Normally, this is the point where the buildpack would clear out the Java class files and things you no longer need given this is a native image. It should be able to write to /workspace, but obviously cannot given this error.

Usually file permissions are inherited from the contents that are pushed into the build container, which I believe are the Boot JAR contents. I don't know the exact mechanics of how the Boot build tools plugin does this though.

Full build log -> build-log-gradle.txt

This was run on Mac OS Sequoia 15.4, Podman Desktop 1.17.2 (running Podman 5.4.1).

If I run the same build with the latest pack cli on the same system using the same JAR file, it does not have this issue. See build log from pack -> pack-log.txt

Paketo had a similar report where the user had this problem in conjunction with the <applicationDirectory>/myapp</applicationDirectory> option (--workspace with pack cli). I'm able to reproduce that as well, but that does not work with pack cli either. I'm mentioning this in case it does have the same underlying cause.

Thanks

Comment From: philwebb

I'm unable to replicate the problem locally but I have Docker Desktop. Flagging to see if anyone else on the team has Podman.

Comment From: dmikusa

I asked around a bit on this, because it's something that has come up with the pack CLI. In a nutshell, what happened with pack in the past had to do with mounting volumes. What I'm told is that when mounting a volume to a non-existing mount point within a container, it results in the mount point being owned by root/root. Furthermore, if at any point the volume is mounted as root/root, you can never mount it as a less privileged user. The root permissions are sticky.

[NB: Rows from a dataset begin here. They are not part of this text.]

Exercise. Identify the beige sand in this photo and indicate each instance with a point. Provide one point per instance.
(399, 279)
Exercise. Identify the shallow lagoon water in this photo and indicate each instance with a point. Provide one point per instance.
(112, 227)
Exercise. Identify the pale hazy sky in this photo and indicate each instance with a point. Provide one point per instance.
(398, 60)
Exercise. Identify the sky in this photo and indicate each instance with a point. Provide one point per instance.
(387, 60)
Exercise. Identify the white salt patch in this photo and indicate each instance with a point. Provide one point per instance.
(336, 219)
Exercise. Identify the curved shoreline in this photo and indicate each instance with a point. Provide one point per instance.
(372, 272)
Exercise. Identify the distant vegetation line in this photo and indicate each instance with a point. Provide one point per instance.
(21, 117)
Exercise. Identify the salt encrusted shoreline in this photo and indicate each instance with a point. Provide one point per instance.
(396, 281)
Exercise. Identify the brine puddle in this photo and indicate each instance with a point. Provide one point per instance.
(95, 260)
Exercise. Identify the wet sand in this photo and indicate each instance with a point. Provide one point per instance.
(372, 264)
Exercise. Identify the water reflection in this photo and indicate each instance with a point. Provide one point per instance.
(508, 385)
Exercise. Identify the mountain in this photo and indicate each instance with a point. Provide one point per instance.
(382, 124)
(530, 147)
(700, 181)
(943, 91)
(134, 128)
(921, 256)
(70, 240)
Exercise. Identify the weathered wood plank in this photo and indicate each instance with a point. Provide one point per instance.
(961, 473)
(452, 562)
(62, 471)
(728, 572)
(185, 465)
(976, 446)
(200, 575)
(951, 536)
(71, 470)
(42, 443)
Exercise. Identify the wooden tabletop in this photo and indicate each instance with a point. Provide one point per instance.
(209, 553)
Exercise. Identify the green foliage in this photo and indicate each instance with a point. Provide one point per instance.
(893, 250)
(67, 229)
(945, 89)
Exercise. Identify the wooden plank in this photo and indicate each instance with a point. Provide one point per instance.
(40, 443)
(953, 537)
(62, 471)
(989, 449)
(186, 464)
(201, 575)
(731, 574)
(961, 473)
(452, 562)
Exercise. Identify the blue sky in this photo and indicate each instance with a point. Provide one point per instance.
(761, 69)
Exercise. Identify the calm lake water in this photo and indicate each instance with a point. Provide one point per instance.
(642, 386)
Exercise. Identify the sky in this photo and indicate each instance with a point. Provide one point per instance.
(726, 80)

Usually, /workspace is part of the builder image and it has non-root permissions in that image so things work. In pack, the problem ended up being that the tool was loading a different image for the lifecycle first and that image didn't have /workspace defined, so it was triggering this behavior. That was fixed as part of this PR. The fix in a nutshell was to force those directories to exist with the right permissions before volumes are mounted into the container. I don't think that's exactly what's happening here, because I don't see Spring Boot build tools pulling in the lifecycle image. It looks like it's running the lifecycle from the builder. It could be something similar though.

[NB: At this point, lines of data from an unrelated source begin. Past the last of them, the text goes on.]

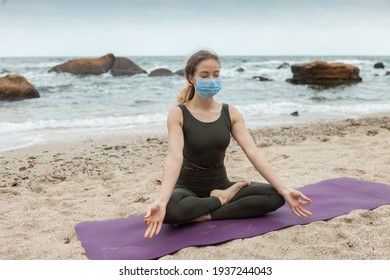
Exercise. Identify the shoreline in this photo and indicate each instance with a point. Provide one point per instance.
(158, 131)
(45, 190)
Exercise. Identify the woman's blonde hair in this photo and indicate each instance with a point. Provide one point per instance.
(187, 93)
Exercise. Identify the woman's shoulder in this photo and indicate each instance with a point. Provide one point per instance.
(175, 114)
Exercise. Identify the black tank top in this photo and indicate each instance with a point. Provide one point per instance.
(205, 145)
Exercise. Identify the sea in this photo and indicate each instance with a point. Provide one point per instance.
(73, 107)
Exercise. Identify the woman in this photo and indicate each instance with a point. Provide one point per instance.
(195, 186)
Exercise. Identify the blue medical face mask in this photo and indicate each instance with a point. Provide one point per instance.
(207, 88)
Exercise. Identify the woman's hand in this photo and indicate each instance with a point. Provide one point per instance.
(154, 218)
(296, 200)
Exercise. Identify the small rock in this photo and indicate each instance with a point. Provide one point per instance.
(261, 78)
(141, 199)
(284, 65)
(295, 114)
(160, 72)
(379, 65)
(180, 72)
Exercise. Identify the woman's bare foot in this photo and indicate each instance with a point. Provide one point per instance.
(203, 218)
(226, 195)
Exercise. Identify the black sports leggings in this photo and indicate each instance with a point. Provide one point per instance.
(251, 201)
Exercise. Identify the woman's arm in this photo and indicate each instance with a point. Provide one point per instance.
(171, 170)
(245, 140)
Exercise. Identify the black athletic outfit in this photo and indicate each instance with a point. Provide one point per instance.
(203, 170)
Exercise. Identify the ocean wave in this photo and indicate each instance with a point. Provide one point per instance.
(107, 123)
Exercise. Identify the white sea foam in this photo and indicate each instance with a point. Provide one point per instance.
(90, 105)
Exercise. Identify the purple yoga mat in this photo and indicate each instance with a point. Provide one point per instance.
(122, 239)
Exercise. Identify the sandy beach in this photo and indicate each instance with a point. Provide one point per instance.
(46, 189)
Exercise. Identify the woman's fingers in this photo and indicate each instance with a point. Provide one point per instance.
(158, 228)
(150, 231)
(147, 232)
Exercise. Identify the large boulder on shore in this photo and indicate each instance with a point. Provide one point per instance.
(161, 72)
(16, 87)
(324, 73)
(125, 67)
(86, 66)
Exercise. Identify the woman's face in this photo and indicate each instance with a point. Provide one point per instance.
(208, 68)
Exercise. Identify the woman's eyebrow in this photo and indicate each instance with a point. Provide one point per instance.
(206, 72)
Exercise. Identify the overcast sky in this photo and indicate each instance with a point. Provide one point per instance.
(179, 27)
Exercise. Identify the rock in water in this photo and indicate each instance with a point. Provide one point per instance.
(261, 78)
(86, 66)
(284, 65)
(379, 65)
(16, 87)
(324, 73)
(161, 72)
(123, 66)
(180, 72)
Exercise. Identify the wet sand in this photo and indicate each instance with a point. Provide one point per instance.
(46, 189)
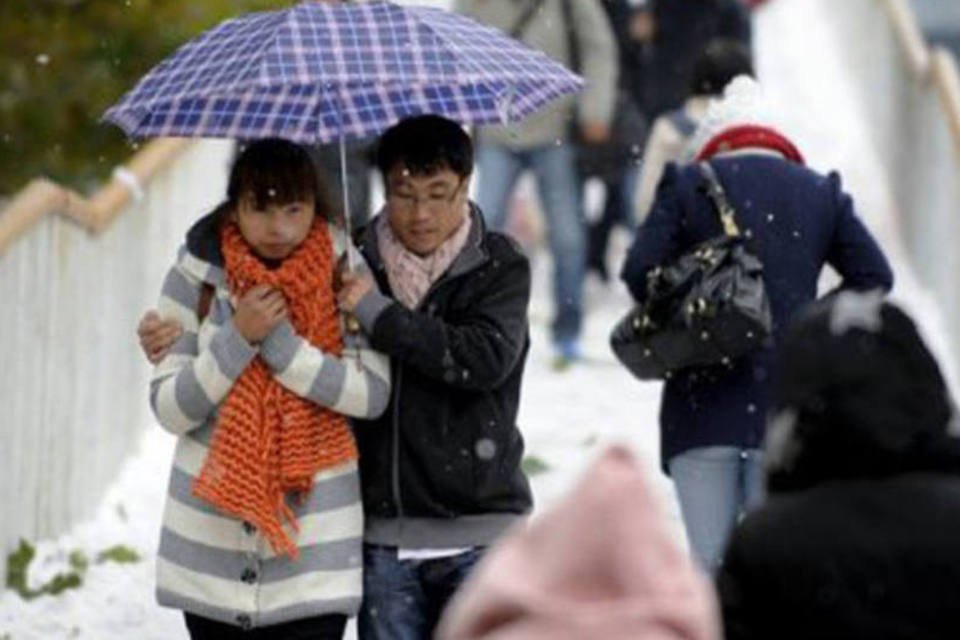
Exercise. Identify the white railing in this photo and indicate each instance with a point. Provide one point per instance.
(911, 98)
(75, 275)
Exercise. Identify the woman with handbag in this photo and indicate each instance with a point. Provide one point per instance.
(795, 221)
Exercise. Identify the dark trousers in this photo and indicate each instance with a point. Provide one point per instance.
(328, 627)
(403, 599)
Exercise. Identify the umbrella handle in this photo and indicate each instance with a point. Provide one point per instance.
(351, 322)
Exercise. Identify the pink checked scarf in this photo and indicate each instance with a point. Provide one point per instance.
(411, 276)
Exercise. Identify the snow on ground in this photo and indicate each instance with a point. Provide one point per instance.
(566, 417)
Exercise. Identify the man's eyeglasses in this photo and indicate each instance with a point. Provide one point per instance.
(432, 202)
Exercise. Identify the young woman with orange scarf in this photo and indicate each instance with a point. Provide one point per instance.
(263, 524)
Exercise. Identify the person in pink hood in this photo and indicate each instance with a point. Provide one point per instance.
(601, 565)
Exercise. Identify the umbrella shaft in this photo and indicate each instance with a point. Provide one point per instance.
(345, 188)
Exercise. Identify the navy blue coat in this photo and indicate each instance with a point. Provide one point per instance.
(797, 221)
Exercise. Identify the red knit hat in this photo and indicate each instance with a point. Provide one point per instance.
(747, 136)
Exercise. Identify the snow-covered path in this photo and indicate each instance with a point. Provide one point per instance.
(566, 417)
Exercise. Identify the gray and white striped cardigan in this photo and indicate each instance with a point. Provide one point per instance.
(217, 566)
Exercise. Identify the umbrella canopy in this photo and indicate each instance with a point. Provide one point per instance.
(319, 72)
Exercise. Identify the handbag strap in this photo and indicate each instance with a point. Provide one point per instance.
(718, 196)
(524, 20)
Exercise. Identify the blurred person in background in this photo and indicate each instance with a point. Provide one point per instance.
(681, 29)
(717, 64)
(857, 538)
(617, 163)
(544, 142)
(796, 221)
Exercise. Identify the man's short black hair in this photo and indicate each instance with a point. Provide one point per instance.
(424, 145)
(719, 62)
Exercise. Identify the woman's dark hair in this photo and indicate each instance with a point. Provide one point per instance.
(275, 171)
(424, 145)
(719, 62)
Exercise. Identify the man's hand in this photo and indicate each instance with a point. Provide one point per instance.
(157, 335)
(259, 310)
(594, 132)
(353, 286)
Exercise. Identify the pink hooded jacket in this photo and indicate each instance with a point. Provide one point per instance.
(600, 565)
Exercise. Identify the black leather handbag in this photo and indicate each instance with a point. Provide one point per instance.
(707, 307)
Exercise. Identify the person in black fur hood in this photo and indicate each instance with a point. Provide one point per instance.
(858, 538)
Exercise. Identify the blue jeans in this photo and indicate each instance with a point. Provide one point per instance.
(558, 185)
(403, 599)
(716, 486)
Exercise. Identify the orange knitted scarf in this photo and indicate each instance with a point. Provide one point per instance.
(269, 442)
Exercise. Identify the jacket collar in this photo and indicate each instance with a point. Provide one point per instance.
(201, 256)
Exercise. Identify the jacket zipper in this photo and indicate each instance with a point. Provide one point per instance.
(396, 447)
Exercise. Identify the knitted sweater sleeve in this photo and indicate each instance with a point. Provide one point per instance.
(189, 383)
(356, 384)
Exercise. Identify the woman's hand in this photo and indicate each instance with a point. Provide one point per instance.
(258, 311)
(157, 335)
(353, 286)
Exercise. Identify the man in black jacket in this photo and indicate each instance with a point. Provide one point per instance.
(440, 469)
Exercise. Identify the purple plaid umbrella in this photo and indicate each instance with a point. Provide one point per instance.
(321, 72)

This is why setting the application directory to a custom location seems to trigger this issue more consistently, because that directory is not in the default builder with the required permissions, so it's triggering this behavior and causing the permissions to be root, which means the buildpacks cannot delete the files and you end up with an error.

Anyway, thought I'd share. Maybe this helps track things down.

Comment From: philwebb

Thanks for all the pointers @dmikusa. I installed Podman but unfortunately I still couldn't replicate the problem. I did, however, manager to reproduce the issue in https://github.com/paketo-buildpacks/native-image/issues/366 and I think I have a fix that I hope will also deal with your issue.

Could you give the latest SNAPSHOT a go if you get a minute and see if the problem is resolved?

Comment From: dmikusa

I'm unable to reproduce the original error any more myself. I have updated a couple of versions with Podman since then, so it's possible something was fixed on that side, but I don't know that for sure. Thanks for looking into this!